New research from AIA Group, published July 13, 2026, puts a specific face on the deteriorating morbidity picture. The report documents declining healthy life expectancy – years lived in good health beyond age 60 – across several key markets between 2019 and 2021: from 13.3 to 11.4 years in the Philippines, 13.8 to 11.9 years in Indonesia, 13.6 to 11.5 years in India, and 14.9 to 13.8 years in Malaysia. The AIA research argues that this deterioration is partly driven by non-biological factors – declining community participation, social isolation, and loss of purpose in later life – that traditional morbidity models do not capture. Stuart A. Spencer, AIA’s group chief marketing officer, framed it as an industry-wide challenge: “Life is more nuanced than the traditional risk factors insurers have employed. We need to extend our imagination and our curiosity to better understand seniors and appreciate how other factors contribute to improved mortality, morbidity, and longevity.” Whether or not insurers move to incorporate psychosocial variables into underwriting – no Asian regulator has yet required it – the underlying deterioration in healthspan is already flowing through to claims.
Indonesia’s Financial Services Authority (OJK) moved directly on health insurance sustainability in late 2025. In December 2025, the OJK issued POJK No. 36/2025, regulating the strengthening of the health insurance ecosystem in Indonesia, shortening the waiting period for critical illness benefits and restricting repricing of health products to once per year, with mandatory written notice to policyholders at least 30 days in advance. The regulation formalizes repricing rules in a market where projected medical cost trends remain elevated, increasing pressure on insurers’ pricing assumptions and product sustainability. The intervention reflects a regulatory recognition that the current product architecture – guaranteed premiums, annual repricing constraints, rising chronic disease burden – is structurally misaligned in high-trend markets.
In the absence of broader regulatory direction on underwriting reform, the industry is moving on post-issue strategies.
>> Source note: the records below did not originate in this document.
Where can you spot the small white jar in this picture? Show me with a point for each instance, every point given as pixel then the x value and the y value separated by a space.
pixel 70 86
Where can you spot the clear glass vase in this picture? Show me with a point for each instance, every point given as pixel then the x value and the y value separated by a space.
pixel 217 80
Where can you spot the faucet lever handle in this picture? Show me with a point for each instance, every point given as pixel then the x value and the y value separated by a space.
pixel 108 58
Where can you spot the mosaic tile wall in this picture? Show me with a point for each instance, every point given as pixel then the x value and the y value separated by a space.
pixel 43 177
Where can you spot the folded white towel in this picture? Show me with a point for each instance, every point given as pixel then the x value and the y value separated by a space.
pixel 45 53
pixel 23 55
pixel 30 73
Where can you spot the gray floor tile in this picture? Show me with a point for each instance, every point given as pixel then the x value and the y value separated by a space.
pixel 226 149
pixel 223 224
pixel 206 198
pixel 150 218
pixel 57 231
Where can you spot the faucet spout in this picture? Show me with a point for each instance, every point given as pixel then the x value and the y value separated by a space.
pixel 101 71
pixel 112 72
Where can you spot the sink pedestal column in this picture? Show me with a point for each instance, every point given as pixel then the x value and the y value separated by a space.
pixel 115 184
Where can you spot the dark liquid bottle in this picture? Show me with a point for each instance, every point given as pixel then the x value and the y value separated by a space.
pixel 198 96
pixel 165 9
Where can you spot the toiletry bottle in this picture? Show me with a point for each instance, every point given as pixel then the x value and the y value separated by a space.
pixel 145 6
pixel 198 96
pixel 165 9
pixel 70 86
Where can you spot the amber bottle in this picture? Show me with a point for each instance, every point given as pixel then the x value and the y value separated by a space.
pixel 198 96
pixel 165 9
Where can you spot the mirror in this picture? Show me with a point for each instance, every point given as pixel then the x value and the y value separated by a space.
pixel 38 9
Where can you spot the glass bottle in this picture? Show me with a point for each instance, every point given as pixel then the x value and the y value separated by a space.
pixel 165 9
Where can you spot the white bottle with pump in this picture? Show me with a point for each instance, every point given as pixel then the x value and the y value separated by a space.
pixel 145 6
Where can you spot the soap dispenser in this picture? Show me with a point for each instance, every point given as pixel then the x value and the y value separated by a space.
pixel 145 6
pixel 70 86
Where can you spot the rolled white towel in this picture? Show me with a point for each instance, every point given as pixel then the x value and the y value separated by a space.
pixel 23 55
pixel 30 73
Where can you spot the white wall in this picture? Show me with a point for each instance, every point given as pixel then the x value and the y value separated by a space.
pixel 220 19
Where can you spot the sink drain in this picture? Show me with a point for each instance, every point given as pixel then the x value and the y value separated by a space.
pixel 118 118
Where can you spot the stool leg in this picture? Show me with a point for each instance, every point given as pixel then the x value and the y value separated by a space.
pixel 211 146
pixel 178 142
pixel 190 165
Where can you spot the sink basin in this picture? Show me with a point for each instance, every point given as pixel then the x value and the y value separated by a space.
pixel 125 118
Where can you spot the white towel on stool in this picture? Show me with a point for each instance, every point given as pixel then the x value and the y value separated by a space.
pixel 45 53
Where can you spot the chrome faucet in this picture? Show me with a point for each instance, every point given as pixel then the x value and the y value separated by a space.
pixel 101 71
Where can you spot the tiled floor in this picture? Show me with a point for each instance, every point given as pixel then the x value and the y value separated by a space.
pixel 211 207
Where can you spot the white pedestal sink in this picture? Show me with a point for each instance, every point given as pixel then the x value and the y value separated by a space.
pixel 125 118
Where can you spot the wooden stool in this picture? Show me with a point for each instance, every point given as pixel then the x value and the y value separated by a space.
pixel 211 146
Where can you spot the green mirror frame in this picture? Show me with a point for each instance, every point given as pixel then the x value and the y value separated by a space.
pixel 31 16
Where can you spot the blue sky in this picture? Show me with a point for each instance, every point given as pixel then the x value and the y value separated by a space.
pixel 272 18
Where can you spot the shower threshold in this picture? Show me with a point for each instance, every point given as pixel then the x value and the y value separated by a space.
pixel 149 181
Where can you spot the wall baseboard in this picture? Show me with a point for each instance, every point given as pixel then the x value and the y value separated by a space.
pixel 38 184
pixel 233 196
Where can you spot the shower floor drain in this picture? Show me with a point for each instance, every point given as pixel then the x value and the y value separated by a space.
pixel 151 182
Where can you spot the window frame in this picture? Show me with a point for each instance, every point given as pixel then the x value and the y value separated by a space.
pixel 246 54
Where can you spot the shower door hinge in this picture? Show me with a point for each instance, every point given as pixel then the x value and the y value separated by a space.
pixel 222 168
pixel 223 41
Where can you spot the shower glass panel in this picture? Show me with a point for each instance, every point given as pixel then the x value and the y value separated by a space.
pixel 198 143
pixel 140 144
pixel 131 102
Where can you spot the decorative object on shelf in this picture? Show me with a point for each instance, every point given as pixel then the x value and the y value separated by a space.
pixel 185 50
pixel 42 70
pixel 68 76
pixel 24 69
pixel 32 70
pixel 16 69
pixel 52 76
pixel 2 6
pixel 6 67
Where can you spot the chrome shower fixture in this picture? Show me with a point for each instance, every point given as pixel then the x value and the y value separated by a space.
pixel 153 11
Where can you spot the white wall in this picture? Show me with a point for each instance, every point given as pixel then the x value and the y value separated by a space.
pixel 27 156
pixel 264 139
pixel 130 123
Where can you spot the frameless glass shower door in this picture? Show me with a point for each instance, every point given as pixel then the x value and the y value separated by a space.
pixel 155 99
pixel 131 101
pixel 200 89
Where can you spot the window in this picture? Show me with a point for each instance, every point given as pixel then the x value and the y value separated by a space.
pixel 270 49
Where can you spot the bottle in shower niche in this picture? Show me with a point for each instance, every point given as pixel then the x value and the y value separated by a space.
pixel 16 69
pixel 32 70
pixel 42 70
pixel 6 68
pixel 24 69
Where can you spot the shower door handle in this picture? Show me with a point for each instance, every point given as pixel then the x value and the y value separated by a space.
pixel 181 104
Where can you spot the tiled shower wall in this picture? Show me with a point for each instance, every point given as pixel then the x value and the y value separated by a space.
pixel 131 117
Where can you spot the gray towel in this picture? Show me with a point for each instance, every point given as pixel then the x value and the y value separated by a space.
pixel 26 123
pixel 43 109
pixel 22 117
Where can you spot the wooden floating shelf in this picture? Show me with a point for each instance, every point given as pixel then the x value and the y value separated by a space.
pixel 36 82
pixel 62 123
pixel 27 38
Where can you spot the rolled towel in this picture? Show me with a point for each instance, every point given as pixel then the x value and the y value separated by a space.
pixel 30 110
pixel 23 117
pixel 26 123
PartnerRe, in a November 2025 analysis, identified preventive health screenings, wellness programs, and regular medical check-ins as tools to actively manage risk while promoting healthier lifestyles, noting that Singapore operates national schemes alongside private coverage while Hong Kong lacks a comparable government-backed senior framework – a gap that leaves private insurers more exposed there. WTW’s 2026 Asia-Pacific medical trends survey found that over half of insurers in the region expect elevated medical trends to persist for at least three years, with 64% planning to add wellbeing services to their health programs – the highest proportion of any global region surveyed.
The commercial logic of intervening earlier is explicit in AIA’s research: the report argues that healthspan-lengthening interventions are more durable the sooner they begin, extending the relevant audience to younger policyholders, not only seniors. For health and critical illness lines already under claims pressure, that framing has direct pricing implications – reducing future morbidity through behavioural intervention may be more cost-effective than absorbing it through guaranteed-premium books that cannot be repriced.